Dans les pays arabes et musulmans, certaines féministes séculières critiquent vivement ce courant. Ce qui est plus gênant, c’est qu’elles pensent parfois qu’il représente l’ensemble du féminisme islamique alors qu’il n’en est qu’une tendance et, qui plus est, la plus récente et la moins affirmée d’un point de vue féministe.

Comment ces féminismes s’illustrent en France ?

Stéphanie Latte Abdallah : A la fin des années 1990, des associations proches de la mouvance liée à Tariq Ramadan se sont montées mais elles se sont s’est vite essoufflées. Ces associations ont eu dû mal à se positionner sur le double front de la lutte contre l’islamophobie et la lutte pour les droits des femmes. Ce double enjeu a constitué un écueil. De plus, ce n’est pas évident dans le contexte français qui a un rapport complexe avec le religieux.

Mais aujourd’hui, on sent une nouvelle impulsion dans la manière de formuler les enjeux du genre, de la citoyenneté et de l’islam, avec un renouveau des questions féministes, notamment au niveau européen, et avec la création de l’association des Homosexuel-e-s Musulman-e-s de France (HM2F).

Il y a un lien entre les féminismes islamiques et le militantisme homosexuel ?

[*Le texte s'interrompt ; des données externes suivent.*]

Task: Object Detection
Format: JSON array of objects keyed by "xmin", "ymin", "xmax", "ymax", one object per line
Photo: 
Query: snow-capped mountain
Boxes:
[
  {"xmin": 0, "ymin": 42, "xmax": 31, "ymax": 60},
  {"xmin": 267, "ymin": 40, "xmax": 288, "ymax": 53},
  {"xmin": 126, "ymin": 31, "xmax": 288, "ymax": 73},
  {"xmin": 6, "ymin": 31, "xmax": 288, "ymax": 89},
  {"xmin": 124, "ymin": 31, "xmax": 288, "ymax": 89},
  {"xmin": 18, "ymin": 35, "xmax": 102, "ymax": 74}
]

Stéphanie Latte Abdallah : Aux Etats-Unis, au Canada, en Afrique du Sud, mais aussi en Espagne (la Junta islamica), une partie des féministes islamiques, comme Amina Wadud, s’est associée aux revendications des homosexuels musulmans, c’est-à-dire des homosexuels croyants refusant de se sentir exclus de leur religion en raison d’interprétations peu favorables à l’homosexualité. Ils se sont d’abord inspirés de l’exégèse et de l’approche des féministes islamiques et ont développé le concept d’inclusivité.

Que dire des relations entre les féminismes islamiques et les féminismes laïques ?

Stéphanie Latte Abdallah : Il faut noter qu’il y a une collaboration déjà anciennes entre les féministes islamiques et séculières dans beaucoup de pays. C’est ce qui a permis, par exemple, au Bahreïn et au Koweït que les femmes obtiennent le droit de vote, en 2002 et en 2005.

Les ressources intellectuelles du féminisme islamique et ces mobilisations communes sont des ressources déterminantes pour les femmes dans les périodes de transition postrévolutionnaires. Mais certaines féministes séculières, dans les pays arabes et musulmans et ici, et tout particulièrement les Algériennes, en raison de l’histoire du pays et du rapport assez épidermique à l’islam que celle-ci a construite, restent pourtant très critiques vis-à-vis des féministes islamiques. Pour elles, la religion est forcément et ne peut que rester oppressive. Elles se trompent, car elles méconnaissent les travaux des intellectuelles critiques.